The behavior will change in pandas 3.0. This inplace method will never work because the intermediate object on which we are setting values always behaves as a copy.

For example, when doing 'df[col].method(value, inplace=True)', try using 'df.method({col: value}, inplace=True)' or df[col] = df[col].method(value) instead, to perform the operation inplace on the original object.

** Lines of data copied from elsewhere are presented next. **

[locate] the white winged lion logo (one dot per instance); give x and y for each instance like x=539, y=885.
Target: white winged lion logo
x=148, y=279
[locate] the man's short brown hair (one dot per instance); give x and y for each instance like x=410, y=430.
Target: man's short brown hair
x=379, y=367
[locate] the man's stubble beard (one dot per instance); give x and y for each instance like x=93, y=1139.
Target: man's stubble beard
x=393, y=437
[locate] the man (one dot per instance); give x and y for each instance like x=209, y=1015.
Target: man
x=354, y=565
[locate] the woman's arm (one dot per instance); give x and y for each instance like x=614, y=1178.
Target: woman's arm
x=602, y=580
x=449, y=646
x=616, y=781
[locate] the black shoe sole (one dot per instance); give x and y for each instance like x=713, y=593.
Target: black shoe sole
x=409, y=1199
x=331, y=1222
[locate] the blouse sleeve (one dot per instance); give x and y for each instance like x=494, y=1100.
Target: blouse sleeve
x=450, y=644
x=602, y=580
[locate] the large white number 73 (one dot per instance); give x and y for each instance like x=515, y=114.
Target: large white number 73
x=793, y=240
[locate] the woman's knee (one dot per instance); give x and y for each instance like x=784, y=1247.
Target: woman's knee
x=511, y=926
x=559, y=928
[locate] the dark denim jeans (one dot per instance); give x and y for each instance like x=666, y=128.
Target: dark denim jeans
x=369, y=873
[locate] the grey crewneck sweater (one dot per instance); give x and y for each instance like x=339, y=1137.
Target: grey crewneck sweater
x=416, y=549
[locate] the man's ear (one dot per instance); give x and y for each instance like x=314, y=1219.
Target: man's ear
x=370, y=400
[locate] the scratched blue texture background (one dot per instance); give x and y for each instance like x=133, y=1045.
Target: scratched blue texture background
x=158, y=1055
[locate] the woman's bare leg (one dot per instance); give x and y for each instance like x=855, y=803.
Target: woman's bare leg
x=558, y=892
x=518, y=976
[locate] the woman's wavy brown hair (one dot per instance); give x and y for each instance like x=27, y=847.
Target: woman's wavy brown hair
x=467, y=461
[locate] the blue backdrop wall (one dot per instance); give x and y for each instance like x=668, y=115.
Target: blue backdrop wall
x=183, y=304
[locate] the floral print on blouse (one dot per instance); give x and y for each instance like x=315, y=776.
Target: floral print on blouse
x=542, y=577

  df['Driver Substance Abuse'].fillna("unknown", inplace=True)


In [31]:
df['Driver Substance Abuse'].isna().sum()

0

In [32]:
df.to_csv("EDA_3.csv")

In [158]:
from sklearn.pipeline import Pipeline
from sklearn.compose import ColumnTransformer
from sklearn.preprocessing import OneHotEncoder
import numpy as np
from sklearn.naive_bayes import CategoricalNB

X  = np.array(df[['Collision Type', 'Driver Substance Abuse', 
       'Injury Severity', 'Driver Distracted By',
       'Vehicle First Impact Location', 'Vehicle Movement']]
)

Y = np.array(df['Driver At Fault'])

#ColumnTransformer takes 3 values 
"""1. name 
2. Transform or function to implement
3. where to implement that function"""

preprocessor = ColumnTransformer([('Collision Type', OneHotEncoder(), [0]),
                        ('Driver Substance Abuse', OneHotEncoder(), [1]),
                        ('Injury Severity', OneHotEncoder(), [2]),
                        ('Driver Distracted By', OneHotEncoder(), [3]),
                        ('Vehicle First Impact Location', OneHotEncoder(), [4]),
                        ('Vehicle Movement', OneHotEncoder(), [5])])



In [169]:
X[0]

array(['same dir rear end', 'unknown', 'no apparent injury',
       'not distracted', 'sixoclock', 'stopped in traffic lane'],
      dtype=object)

In [168]:
OneHotEncoder(X[0][0])

TypeError: OneHotEncoder.__init__() takes 1 positional argument but 2 were given

In [159]:
pipeline = Pipeline([
    ('preprocess', preprocessor),
    ('model', CategoricalNB())
])

In [160]:
encoder = OneHotEncoder()
Y = Y.reshape(-1, 1)
Y = encoder.fit_transform(Y).toarray()

In [170]:
X = X.toarray()

AttributeError: 'numpy.ndarray' object has no attribute 'toarray'

In [161]:
Y

array([[1., 0.],
       [0., 1.],
       [1., 0.],
       ...,
       [0., 1.],
       [1., 0.],
       [1., 0.]])

In [164]:
X

array([['same dir rear end', 'unknown', 'no apparent injury',
        'not distracted', 'sixoclock', 'stopped in traffic lane'],
       ['same dir rear end', 'alcohol present', 'no apparent injury',
        'other action (looking away from task, etc.)', 'twelveoclock',
        'slowing or stopping'],
       ['same dir rear end', 'none detected', 'no apparent injury',
        'not distracted', 'sixoclock', 'making left turn'],
       ...,
       ['single vehicle', 'unknown', 'possible injury', 'unknown',
        'underside', 'moving constant speed'],
       ['rear to side', 'none detected', 'no apparent injury',
        'not distracted', 'elevenoclock', 'moving constant speed'],
       ['rear to side', 'none detected', 'no apparent injury',
        'not distracted', 'oneoclock', 'accelerating']], dtype=object)

In [162]:

from sklearn.model_selection import train_test_split
X_train, X_test, y_train, y_test = train_test_split(
    X, Y, test_size=0.33, random_state=42)

In [163]:
pipeline.fit(X_train, y_train)

TypeError: Sparse data was passed for X, but dense data is required. Use '.toarray()' to convert to a dense numpy array.